The paper solves the tensor biclustering using tensor (un)folding+spectral clustering. This is an interesting paper and addresses a relevant problem mainly seem in computational biology/genomics and in domains having multiple data modalities. a) It would benefit the reader if you can mention in the Introduction section itself that you achieve tensor biclustering via tensor (un)folding followed by spectral clustering. b) It took me time to understand Lines 38-43 and it could be that I have misunderstood your intent. Please clarify: We can perform Tensor bi/tri clustering on an asymmetric tensor, right? Given this, could you please explain Line 40. Again, you mention clustering based on similar trajectories. How did you get ‘similar’ trajectories? In triclustering, you get a resultant cuboid in which all the 3 axes are similar based on some similarity measure. From Eq (3), you create a folded tensor but taking into account ‘all’ trajectories. When does the ‘similar’ trajectories kick in? If dimensions of C_2 and C_1 are n2 x n2 and n1 x n1 respectively then how/where are you capturing the m-dimensional similarity structure? c) Minor comment - Eq 2: T_(j_1,1). What does 1 denote?

### Reviewer 2

This paper studies the tensor biclustering problem, which is defined as follows: given an order-3 tensor that is assumed to be of rank 1 with additive Gaussian noise, we want to find index sets along with mode 1 and mode 2 where the factor vectors have non-zero entries. The paper considers several methods and analyzes their recovery performance. The statistical lower bound (i.e. the best achievable performance) is also evaluated. The performance is also evaluated by experiments. The paper is clearly written, self-contained, and easy to follow.

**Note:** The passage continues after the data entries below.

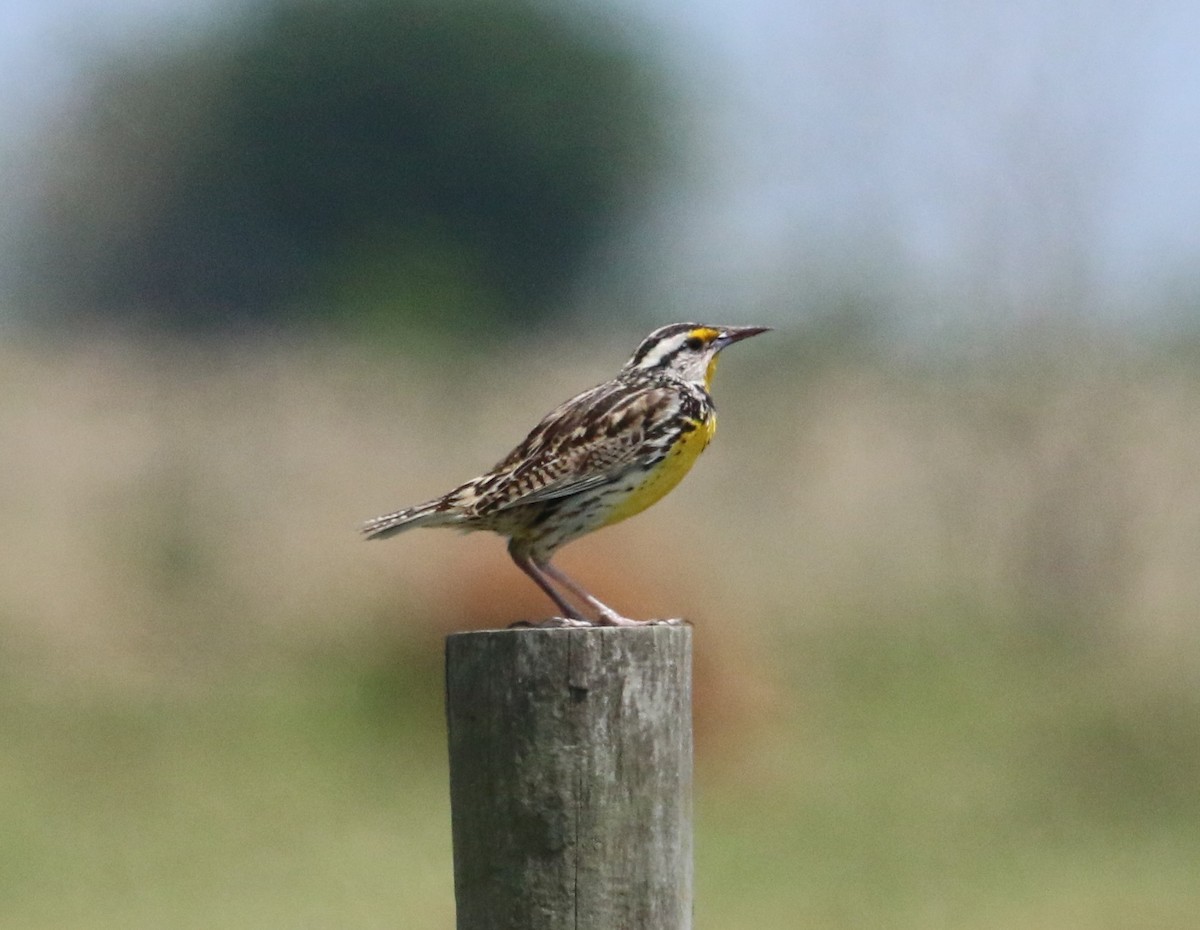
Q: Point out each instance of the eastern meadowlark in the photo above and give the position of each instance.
(600, 457)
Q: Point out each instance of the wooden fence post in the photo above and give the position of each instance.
(570, 778)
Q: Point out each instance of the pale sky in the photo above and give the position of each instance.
(964, 141)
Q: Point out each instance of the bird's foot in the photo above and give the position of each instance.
(611, 618)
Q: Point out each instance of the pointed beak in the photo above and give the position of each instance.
(736, 334)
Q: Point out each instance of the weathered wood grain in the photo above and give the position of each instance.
(570, 778)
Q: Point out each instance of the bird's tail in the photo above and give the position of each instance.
(431, 514)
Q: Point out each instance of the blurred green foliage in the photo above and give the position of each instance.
(220, 708)
(414, 165)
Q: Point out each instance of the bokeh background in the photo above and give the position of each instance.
(271, 267)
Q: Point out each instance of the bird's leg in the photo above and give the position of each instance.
(570, 616)
(609, 617)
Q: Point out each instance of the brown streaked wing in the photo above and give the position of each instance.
(582, 444)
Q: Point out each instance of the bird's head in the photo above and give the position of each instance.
(688, 351)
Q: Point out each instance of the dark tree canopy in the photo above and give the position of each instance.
(429, 161)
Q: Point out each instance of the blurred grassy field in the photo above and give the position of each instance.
(948, 664)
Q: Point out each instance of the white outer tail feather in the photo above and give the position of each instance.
(423, 515)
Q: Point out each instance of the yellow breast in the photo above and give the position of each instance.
(669, 473)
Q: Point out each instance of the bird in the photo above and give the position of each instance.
(600, 457)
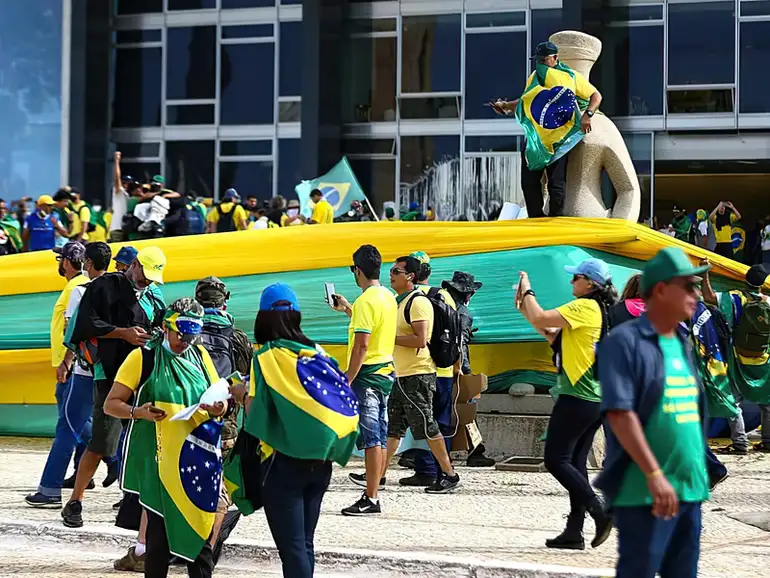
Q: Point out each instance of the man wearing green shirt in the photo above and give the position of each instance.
(655, 473)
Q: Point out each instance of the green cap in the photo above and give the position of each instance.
(668, 264)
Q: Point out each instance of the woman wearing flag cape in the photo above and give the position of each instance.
(174, 466)
(305, 416)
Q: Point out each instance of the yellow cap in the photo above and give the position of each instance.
(153, 261)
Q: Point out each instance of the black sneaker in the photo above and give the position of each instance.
(38, 500)
(73, 514)
(444, 484)
(69, 484)
(360, 480)
(363, 507)
(417, 481)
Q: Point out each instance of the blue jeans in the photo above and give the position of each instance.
(292, 492)
(425, 464)
(647, 544)
(372, 417)
(75, 400)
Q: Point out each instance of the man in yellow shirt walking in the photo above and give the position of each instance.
(371, 340)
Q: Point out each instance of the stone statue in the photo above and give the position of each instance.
(601, 149)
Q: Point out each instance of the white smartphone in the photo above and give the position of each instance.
(329, 292)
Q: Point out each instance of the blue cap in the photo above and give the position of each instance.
(595, 269)
(126, 255)
(276, 293)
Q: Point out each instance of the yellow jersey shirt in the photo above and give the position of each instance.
(410, 361)
(374, 312)
(323, 213)
(58, 351)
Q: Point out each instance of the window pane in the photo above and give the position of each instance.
(132, 36)
(494, 19)
(701, 39)
(369, 80)
(431, 54)
(236, 148)
(700, 101)
(247, 84)
(419, 108)
(138, 84)
(289, 173)
(247, 3)
(191, 4)
(290, 72)
(190, 114)
(190, 167)
(377, 178)
(136, 149)
(632, 62)
(543, 24)
(247, 31)
(755, 48)
(482, 85)
(139, 6)
(489, 144)
(248, 178)
(191, 62)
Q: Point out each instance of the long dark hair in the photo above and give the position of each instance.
(272, 325)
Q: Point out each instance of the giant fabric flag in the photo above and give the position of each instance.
(176, 466)
(339, 186)
(302, 406)
(549, 113)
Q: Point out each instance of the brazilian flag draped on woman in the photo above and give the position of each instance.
(549, 111)
(176, 466)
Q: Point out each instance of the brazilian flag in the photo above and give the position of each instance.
(549, 113)
(176, 466)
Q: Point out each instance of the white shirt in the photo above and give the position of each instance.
(119, 207)
(72, 306)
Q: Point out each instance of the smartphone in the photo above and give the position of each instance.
(329, 291)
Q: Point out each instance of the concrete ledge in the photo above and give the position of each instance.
(438, 566)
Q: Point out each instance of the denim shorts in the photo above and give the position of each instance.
(372, 417)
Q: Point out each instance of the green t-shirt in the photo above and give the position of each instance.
(675, 435)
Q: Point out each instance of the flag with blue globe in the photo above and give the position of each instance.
(339, 186)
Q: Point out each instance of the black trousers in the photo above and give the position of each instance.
(532, 187)
(158, 555)
(571, 431)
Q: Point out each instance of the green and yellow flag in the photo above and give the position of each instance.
(176, 466)
(549, 113)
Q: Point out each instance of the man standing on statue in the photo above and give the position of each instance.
(555, 112)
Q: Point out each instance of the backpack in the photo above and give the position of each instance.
(445, 340)
(196, 222)
(752, 334)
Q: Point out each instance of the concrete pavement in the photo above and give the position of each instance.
(494, 525)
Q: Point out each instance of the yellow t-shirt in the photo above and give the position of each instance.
(130, 371)
(411, 361)
(323, 213)
(374, 312)
(442, 371)
(58, 351)
(578, 349)
(239, 216)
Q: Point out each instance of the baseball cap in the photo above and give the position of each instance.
(126, 255)
(276, 293)
(668, 264)
(545, 49)
(756, 276)
(153, 261)
(72, 252)
(595, 269)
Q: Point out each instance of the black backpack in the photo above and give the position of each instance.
(446, 340)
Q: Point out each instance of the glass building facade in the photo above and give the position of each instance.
(260, 94)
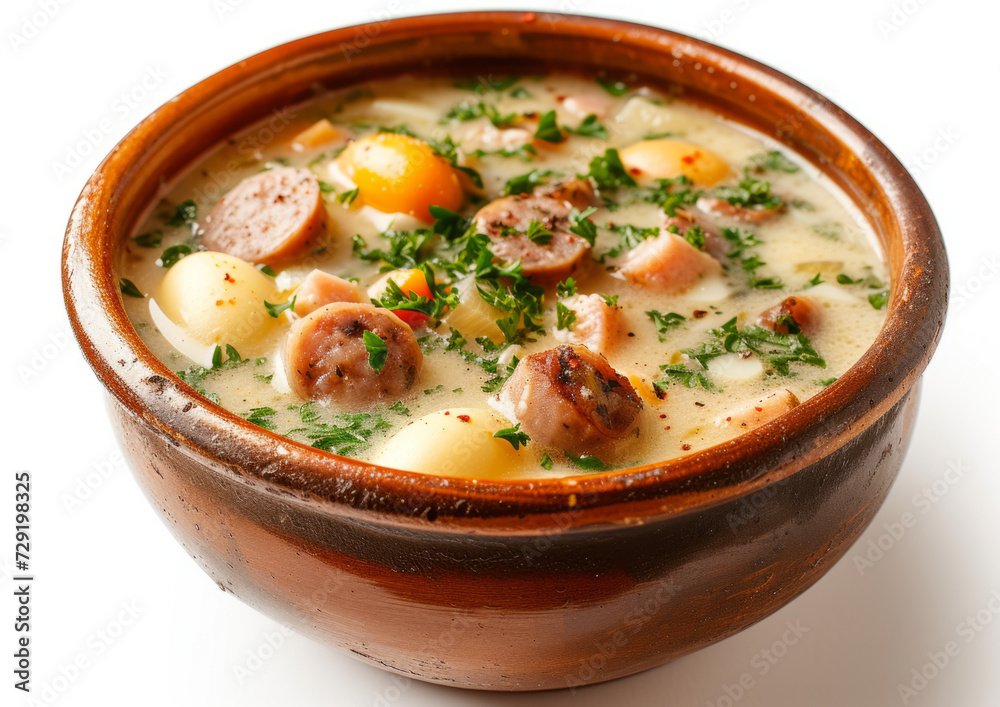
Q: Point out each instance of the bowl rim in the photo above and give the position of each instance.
(886, 372)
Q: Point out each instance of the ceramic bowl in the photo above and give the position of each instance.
(514, 585)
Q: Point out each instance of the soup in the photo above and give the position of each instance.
(504, 277)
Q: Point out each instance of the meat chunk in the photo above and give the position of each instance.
(721, 207)
(570, 398)
(269, 217)
(802, 310)
(506, 222)
(578, 193)
(326, 358)
(756, 413)
(668, 263)
(321, 288)
(597, 325)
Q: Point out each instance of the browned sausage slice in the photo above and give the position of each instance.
(326, 359)
(801, 309)
(721, 207)
(506, 221)
(570, 398)
(269, 217)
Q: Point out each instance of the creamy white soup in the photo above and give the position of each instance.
(504, 277)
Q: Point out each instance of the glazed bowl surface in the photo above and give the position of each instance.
(528, 584)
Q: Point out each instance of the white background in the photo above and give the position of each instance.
(923, 76)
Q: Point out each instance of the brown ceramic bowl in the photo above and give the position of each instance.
(515, 585)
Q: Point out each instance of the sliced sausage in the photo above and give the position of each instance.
(579, 193)
(801, 309)
(721, 207)
(757, 412)
(326, 358)
(570, 398)
(321, 288)
(506, 221)
(269, 217)
(668, 263)
(597, 325)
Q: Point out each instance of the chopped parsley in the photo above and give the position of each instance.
(377, 350)
(262, 417)
(564, 316)
(615, 88)
(566, 288)
(275, 310)
(750, 193)
(775, 350)
(608, 172)
(128, 288)
(514, 436)
(665, 322)
(879, 299)
(816, 280)
(407, 249)
(590, 127)
(587, 462)
(355, 431)
(449, 224)
(347, 197)
(582, 225)
(170, 256)
(548, 129)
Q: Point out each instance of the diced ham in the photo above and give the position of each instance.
(597, 325)
(321, 288)
(668, 263)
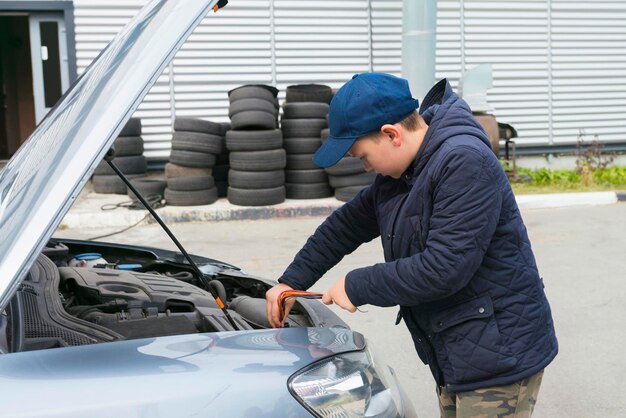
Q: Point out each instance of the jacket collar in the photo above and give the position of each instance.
(441, 94)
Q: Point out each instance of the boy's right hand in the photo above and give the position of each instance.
(271, 304)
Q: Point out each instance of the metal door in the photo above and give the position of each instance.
(48, 47)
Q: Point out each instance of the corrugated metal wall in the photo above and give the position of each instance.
(559, 66)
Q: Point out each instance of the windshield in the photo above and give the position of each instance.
(40, 182)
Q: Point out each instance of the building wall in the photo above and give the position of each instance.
(559, 66)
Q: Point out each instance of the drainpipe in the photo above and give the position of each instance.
(419, 24)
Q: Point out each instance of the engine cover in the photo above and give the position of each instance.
(98, 286)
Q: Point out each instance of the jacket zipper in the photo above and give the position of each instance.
(392, 235)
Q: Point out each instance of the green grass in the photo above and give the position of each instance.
(569, 181)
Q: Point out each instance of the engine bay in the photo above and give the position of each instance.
(76, 298)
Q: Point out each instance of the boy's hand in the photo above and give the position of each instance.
(337, 295)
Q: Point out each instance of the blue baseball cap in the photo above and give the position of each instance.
(361, 107)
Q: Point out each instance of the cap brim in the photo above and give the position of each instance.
(331, 151)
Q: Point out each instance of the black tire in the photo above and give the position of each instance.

Overall, this paper aims to develop a relatively minor problem, tensor biclustering, theoretically in depth, and it seems to be succeeded. For computationally efficient methods (the proposed algorithms), the asymptotic order of variance where the non-zero indices are correctly recovered is identified. In addition, the optimal bound of performance is evaluated, which is helpful as a baseline. Still, I feel there is room for improvement. 1. The model formulation (1) looks less general. The strongest restriction may be the setting q=1. Although the paper says the analysis can be generalized into the case q>1 (Line 83), it is not discussed in the rest of paper. For me, the analysis for q>1 is not trivial. It is very helpful if the paper contains discussion on, for q>1, how we can adapt the analysis, how the theoretical results change, etc. 2. Synthetic experiments can be elaborate. I expected to see the experiments that support the theoretical results (e.g. Theorems 1 and 2). For example, for various n and \sigma_1^2, you can plot monochrome tiles where each tile represents the recovery rate at corresponding n and \sigma_1^2 (e.g. the tile is black if the rate is 0 and is white if the rate is 1), which ideally shows the phase transition that the theorems foreshow.